Dallas Multifamily Report – March 2024

Record deliveries are expected this year, but rent growth has slowed.

Dallas rent evolution, click to enlarge
Dallas rent evolution, click to enlarge

In line with national trends, multifamily fundamentals remain mixed for the Dallas-Fort Worth metro. The main challenge for the rental sector stems from the record deliveries expected this year. Rent movement has been negative for five straight months, down 0.5 percent on a trailing three-month basis in January, to $1,523. Occupancy also declined, down 0.7 percent year-over-year in January, to 93.1 percent.

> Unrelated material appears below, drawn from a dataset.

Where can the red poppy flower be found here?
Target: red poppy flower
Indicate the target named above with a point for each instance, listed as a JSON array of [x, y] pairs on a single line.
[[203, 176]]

Dallas sales volume and number of properties sold, click to enlarge
Dallas sales volume and number of properties sold, click to enlarge

The Dallas job market posted the best performance among Yardi Matrix’s top 30 metros, up 4.1 percent in the 12 months ending in November, and well ahead of the 2.2 percent national rate. All sectors gained jobs, for a combined total of 140,300 positions. Professional and business services led job growth, adding 32,400 positions, followed by financial activities (17,000 jobs) and mining, logging and construction (16,000 jobs). Meanwhile, unemployment dropped to 3.3 percent in December, according to the Bureau of Labor Statistics, outperforming the U.S. (3.7 percent) and the state of Texas (4.0 percent).

Dallas. Photo by travelview/iStockphoto.com
Dallas. Photo by travelview/iStockphoto.com

Developers had 67,892 units under construction as of January, with 485 units delivered during the month. However, deliveries will intensify in the coming months, as a record volume of completions is expected this year. Meanwhile, transaction activity remained tepid, with just $71 million in assets trading in the first month of the year, for a price per unit that fell to $135,814, well below the $201,010 U.S. average.